Landrat verhängte Lieferungsstopp an Müllverbrennung

Der Hintergrund der Aktion ist, dass es eine breite öffentliche Verunsicherung darüber gibt, welche Materialien genau aus dem AKW Gundremmingen verbrannt werden und wie gefährlich diese Abfälle sind. Deshalb hatte Neu-Ulms Landrat Thorsten Freudenberger vergangene Woche einen vorläufigen Lieferungsstopp an die Müllverbrennungsanlage Weißenhorn veranlasst.
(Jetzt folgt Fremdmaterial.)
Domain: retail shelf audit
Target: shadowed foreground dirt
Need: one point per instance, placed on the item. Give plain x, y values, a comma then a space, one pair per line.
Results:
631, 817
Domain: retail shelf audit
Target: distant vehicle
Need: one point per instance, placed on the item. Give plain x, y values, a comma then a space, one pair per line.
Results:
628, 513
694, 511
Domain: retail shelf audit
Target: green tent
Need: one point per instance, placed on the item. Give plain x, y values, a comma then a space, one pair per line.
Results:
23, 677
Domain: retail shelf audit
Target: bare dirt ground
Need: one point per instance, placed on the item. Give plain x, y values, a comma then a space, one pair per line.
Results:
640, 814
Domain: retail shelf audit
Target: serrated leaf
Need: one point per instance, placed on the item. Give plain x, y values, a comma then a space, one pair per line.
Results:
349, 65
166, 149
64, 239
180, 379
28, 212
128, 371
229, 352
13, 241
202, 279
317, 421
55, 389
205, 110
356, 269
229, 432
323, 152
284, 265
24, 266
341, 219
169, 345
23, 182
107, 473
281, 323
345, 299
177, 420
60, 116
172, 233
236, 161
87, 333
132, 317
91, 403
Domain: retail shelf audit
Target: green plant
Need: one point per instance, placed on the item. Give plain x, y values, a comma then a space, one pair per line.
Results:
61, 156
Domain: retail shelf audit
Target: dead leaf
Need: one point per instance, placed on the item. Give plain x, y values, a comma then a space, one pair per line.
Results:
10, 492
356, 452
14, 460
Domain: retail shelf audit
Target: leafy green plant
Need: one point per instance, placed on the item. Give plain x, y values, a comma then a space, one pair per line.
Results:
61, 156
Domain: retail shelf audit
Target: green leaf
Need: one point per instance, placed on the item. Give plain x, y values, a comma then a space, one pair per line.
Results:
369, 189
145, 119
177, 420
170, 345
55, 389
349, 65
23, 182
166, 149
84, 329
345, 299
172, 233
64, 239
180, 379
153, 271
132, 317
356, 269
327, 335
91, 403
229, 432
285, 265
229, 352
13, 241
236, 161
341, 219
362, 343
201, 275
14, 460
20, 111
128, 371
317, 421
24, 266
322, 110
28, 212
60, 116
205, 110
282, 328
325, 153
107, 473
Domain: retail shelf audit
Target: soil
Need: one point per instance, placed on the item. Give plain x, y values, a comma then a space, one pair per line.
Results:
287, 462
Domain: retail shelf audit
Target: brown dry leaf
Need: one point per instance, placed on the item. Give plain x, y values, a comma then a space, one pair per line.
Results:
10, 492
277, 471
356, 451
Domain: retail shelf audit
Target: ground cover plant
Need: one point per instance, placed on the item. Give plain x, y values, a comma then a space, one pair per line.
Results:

Kritiker glauben an Gefahr für Mensch und Umwelt

Laut AKW-Betreiber lässt das Kernkraftwerk in Weißenhorn zum Beispiel Schutzanzüge, Socken und Schuhe der Mitarbeiter entsorgen. Und das seit April 2016 via Zweckvertrag zwischen beiden Landkreisen. Das Landesamt für Umwelt in Augsburg überwacht dieses Vorgehen. Kritiker, wie beispielsweise eine Ulmer Ärzte-Initiative, behaupten allerdings, dass der freigegebene Müll noch immer strahlen würde und seine Verbrennung eine Gefahr für Mensch und Umwelt ist.

Kreistag entscheidet über die Entsorgung des AKW-Mülls

Am kommenden Mittwoch (13.02.19) will der Umweltausschuss im Neu-Ulmer Kreistag noch einmal darüber beraten, wie es mit der Entsorgung des AKW-Mülls in der Müllverbrennungsanlage Weißenhorn weitergeht.